[Meditation on the problem of coordinating reaction to x-risks, and AI risks in particular. To quote Norbert Wiener:
Again and again I have heard the statement that learning machines cannot subject us to any new dangers, because we can turn them off when we feel like it. But can we? To turn a machine off effectively, we must be in possession of information as to whether the danger point has come. The mere fact that we have made the machine does not guarantee we shall have the proper information to do this.
A fire alarm, even if it is not 100% accurate, coordinates human reactions: it becomes permissible to leave the room and investigate, take precautions, and for everyone to evacuate the building. This is because we all agree that fires usually come with smoke and smoke can be objectively detected. But what is the fire alarm for AI? “AI is whatever we can’t do yet”, and whenever AI accomplishes a new feat, people will simply move the goalposts and say that that task turned out to be unexpectedly easy to solve. There is no agreement on what “imminent AGI” looks like. You can ask AI researchers, “how would the world look different if we were in fact heading towards AGI in the near future, the next decade or three?” and they are unable to answer. They do not know what is or is not a ringing alarm bell, the point at which everyone should start taking the prospect very seriously. It was not chess, it was not ImageNet classification, it was not Go…
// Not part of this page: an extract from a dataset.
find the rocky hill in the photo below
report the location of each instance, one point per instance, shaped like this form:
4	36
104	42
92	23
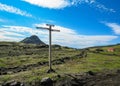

AI so far resembles other technologies like airplanes or nuclear bombs where just years before, the physicists who would invent it, eminent physicists, and physicists in general, were highly uncertain or skeptical or outright convinced of their impossibility. This was because progress in nuclear physics looked much the same regardless of whether nuclear bombs were possible and impossible. There was large ineradicable uncertainty, which appears to have neutered any serious effort to prepare. And yet, these matters ought to be dealt with in advance. Things like nuclear bombs or AI should not just arrive with no one having done anything to prepare. Or consider pandemics. Those who tried to warn the world about coronavirus will find this essay eerily apt.]
Okay, let’s be blunt here. I don’t think most of the discourse about AGI being far away (or that it’s near) is being generated by models of future progress in machine learning. I don’t think we’re looking at wrong models; I think we’re looking at no models.
I was once at a conference…I got up in Q&A and said, “Okay, you’ve all told us that progress won’t be all that fast. But let’s be more concrete and specific. I’d like to know what’s the least impressive accomplishment that you are very confident cannot be done in the next two years.”
There was a silence.
Eventually, 2 people on the panel ventured replies, spoken in a rather more tentative tone than they’d been using to pronounce that AGI was decades out. They named “A robot puts away the dishes from a dishwasher without breaking them”, and Winograd schemas…A few months after that panel, there was unexpectedly a big breakthrough on Winograd schemas. The breakthrough didn’t crack 80%, so three cheers for wide credibility intervals with error margin, but I expect the predictor might be feeling slightly more nervous now with one year left to go…
But that’s not the point. The point is the silence that fell after my question, and that eventually I only got 2 replies, spoken in tentative tones. When I asked for concrete feats that were impossible in the next two years, I think that that’s when the luminaries on that panel switched to trying to build a mental model of future progress in machine learning, asking themselves what they could or couldn’t predict, what they knew or didn’t know. And to their credit, most of them did know their profession well enough to realize that forecasting future boundaries around a rapidly moving field is actually really hard, that nobody knows what will appear on arXiv next month, and that they needed to put wide credibility intervals with very generous upper bounds on how much progress might take place 24 months’ worth of arXiv papers later. (Also, Demis Hassabis was present, so they all knew that if they named something insufficiently impossible, Demis would have DeepMind go and do it.)
…When I observe that there’s no fire alarm for AGI, I’m not saying that there’s no possible equivalent of smoke appearing from under a door. What I’m saying rather is that the smoke under the door is always going to be arguable; it is not going to be a clear and undeniable and absolute sign of fire; and so there is never going to be a fire alarm producing common knowledge that action is now due and socially acceptable…There is never going to be a time before the end when you can look around nervously, and see that it is now clearly common knowledge that you can talk about AGI being imminent, and take action and exit the building in an orderly fashion, without fear of looking stupid or frightened.